Seven of these lights ... there are planets. ... Running, they perform the incessant, as the Creator appointed them and as founded them, just as the divine David says: "I look ... to the moon and the stars that You have set" (Psalm 8, 4). For by the expression "Thou hast set," he denoted the firmness and unchangeability of the God-given order and order, and the continuous movement. For He set them "to separate the day from the night, and for signs, and times, and days, and years" (Gen. 1, 14). For by the medium of the sun there are four changes of the seasons, and the first is the spring, for at this time God created everything without withdrawal; and this is indicated by the fact that to this day everything blooms in the spring.
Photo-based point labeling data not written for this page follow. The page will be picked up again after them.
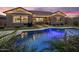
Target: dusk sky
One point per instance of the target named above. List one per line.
(52, 9)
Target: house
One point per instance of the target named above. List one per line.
(22, 17)
(2, 21)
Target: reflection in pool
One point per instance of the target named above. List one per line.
(35, 39)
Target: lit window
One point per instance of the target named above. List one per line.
(16, 19)
(24, 19)
(39, 19)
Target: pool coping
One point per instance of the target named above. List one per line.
(49, 27)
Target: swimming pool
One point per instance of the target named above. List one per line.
(35, 40)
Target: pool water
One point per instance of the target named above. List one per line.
(35, 40)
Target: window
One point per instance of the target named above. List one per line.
(39, 19)
(24, 19)
(20, 19)
(16, 19)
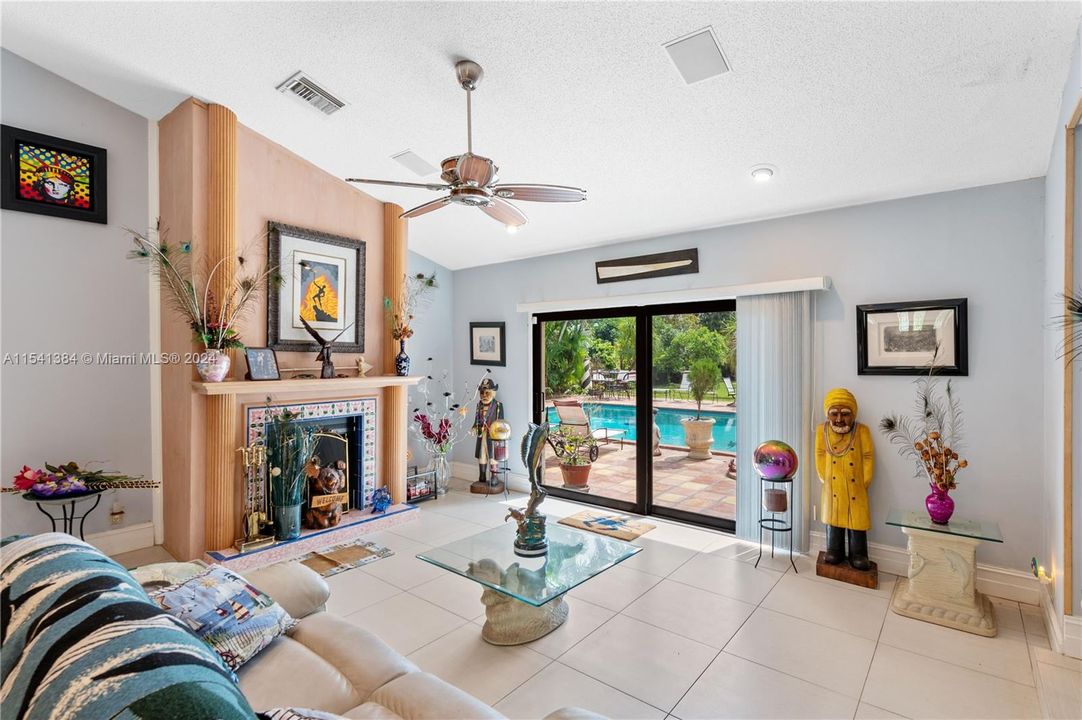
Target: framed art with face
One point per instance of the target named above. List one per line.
(912, 338)
(52, 177)
(322, 280)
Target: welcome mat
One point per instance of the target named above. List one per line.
(340, 558)
(621, 527)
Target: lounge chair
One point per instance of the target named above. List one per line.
(570, 414)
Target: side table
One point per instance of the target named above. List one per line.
(941, 583)
(67, 506)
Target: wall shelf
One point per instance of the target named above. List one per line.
(319, 385)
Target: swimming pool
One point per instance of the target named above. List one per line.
(622, 417)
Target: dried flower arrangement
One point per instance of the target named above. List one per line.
(933, 436)
(212, 319)
(412, 296)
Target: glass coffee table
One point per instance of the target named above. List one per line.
(941, 583)
(524, 597)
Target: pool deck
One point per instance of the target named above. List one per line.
(699, 486)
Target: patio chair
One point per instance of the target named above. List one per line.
(570, 414)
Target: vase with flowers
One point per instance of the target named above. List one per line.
(932, 439)
(412, 296)
(213, 319)
(439, 420)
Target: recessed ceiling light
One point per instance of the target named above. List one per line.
(698, 55)
(763, 173)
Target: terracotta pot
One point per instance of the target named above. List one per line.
(698, 435)
(576, 476)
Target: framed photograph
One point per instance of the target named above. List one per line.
(486, 343)
(262, 364)
(322, 280)
(904, 338)
(52, 177)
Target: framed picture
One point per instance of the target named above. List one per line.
(52, 177)
(905, 338)
(486, 343)
(322, 280)
(262, 364)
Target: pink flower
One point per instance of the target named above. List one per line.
(27, 478)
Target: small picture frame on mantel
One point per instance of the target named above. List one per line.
(913, 338)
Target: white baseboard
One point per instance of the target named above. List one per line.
(991, 579)
(123, 539)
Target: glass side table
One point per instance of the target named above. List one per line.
(941, 583)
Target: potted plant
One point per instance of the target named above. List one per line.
(576, 449)
(212, 319)
(699, 431)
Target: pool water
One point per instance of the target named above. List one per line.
(622, 417)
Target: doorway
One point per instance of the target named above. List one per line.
(642, 406)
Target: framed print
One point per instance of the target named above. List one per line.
(52, 177)
(322, 280)
(486, 343)
(262, 364)
(904, 338)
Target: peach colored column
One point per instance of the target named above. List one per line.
(221, 245)
(395, 396)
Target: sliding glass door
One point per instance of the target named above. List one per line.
(642, 407)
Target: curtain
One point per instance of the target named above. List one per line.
(775, 367)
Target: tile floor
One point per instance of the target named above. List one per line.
(688, 629)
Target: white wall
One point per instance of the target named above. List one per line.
(984, 244)
(1052, 511)
(67, 287)
(433, 338)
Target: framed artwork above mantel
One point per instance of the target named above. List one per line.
(322, 280)
(913, 338)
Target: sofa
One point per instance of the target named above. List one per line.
(74, 620)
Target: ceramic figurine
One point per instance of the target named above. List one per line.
(530, 539)
(845, 460)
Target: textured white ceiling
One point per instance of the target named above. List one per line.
(853, 102)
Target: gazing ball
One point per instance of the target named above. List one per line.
(775, 460)
(499, 430)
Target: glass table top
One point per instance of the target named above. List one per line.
(489, 559)
(961, 526)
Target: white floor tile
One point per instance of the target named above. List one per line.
(354, 590)
(616, 588)
(823, 656)
(582, 618)
(658, 558)
(654, 665)
(825, 604)
(727, 577)
(454, 593)
(406, 623)
(700, 615)
(486, 671)
(735, 688)
(558, 685)
(1005, 655)
(919, 686)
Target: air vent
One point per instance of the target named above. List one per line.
(414, 162)
(304, 88)
(698, 56)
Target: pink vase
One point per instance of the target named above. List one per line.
(940, 506)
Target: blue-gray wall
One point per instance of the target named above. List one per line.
(984, 244)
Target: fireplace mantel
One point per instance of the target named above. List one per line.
(309, 385)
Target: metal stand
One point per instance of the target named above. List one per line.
(67, 506)
(774, 523)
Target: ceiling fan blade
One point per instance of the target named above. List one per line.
(540, 193)
(395, 183)
(427, 207)
(504, 212)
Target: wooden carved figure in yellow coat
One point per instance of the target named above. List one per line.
(845, 460)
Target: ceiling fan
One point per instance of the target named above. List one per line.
(471, 179)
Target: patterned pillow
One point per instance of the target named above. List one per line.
(232, 616)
... The Greeks, of course, say that through our ascent and approach, and the convergence of these stars and the sun and the moon, all our affairs are arranged, for astrologers are engaged in this. However, we affirm that although they are foreshadowing rain and frost, cold or heat, humidity or dryness, winds and the like, but in no way omen of our affairs. For we have come from the Creator with gifted free will and are the masters and masters of our works. For if we all did as a result of the flow of the stars, then we would necessarily do what we do, and what happens necessarily is neither virtue nor vice. If we have neither virtue nor vice, then neither praise nor punishment is worthy. And also God would be unjust, delivering one good, and others calamities. Under such condition, if everything were managed and carried away by necessity. God would not even rule over His creations and would not have traded for them. Moreover, reason would have been superfluous in us, for we, without being masters of any business, would have in vain comprehended ourselves. But reason is given to us just to discuss why all sensible also ends up with free will.
... Often the comets are also shown - some signs announcing the death of kings. They do not belong to the number of stars that originated from the beginning, but, according to the divine command, are formed at the proper time and are again destroyed. For the star that appeared to the Magi during the humane and saving for us birth of the Lord in the flesh was not one of the stars that occurred in the beginning. And this is clear from the fact that she made her run from east to west, then from north to south, and that she was hiding something, then she showed herself, which is unusual for the order or nature of the stars.
... It is clear that the sun, the moon, and the stars are complex and by their nature are subject to destruction. But we do not know their nature. Some, of course, say that fire outside any substance is not visible, why it fades and disappears. Others argue that it, dying away, changes into the air. The Monk John of Damascus. Exact statement of the Orthodox faith. St. Petersburg, 1894, p. 60-64.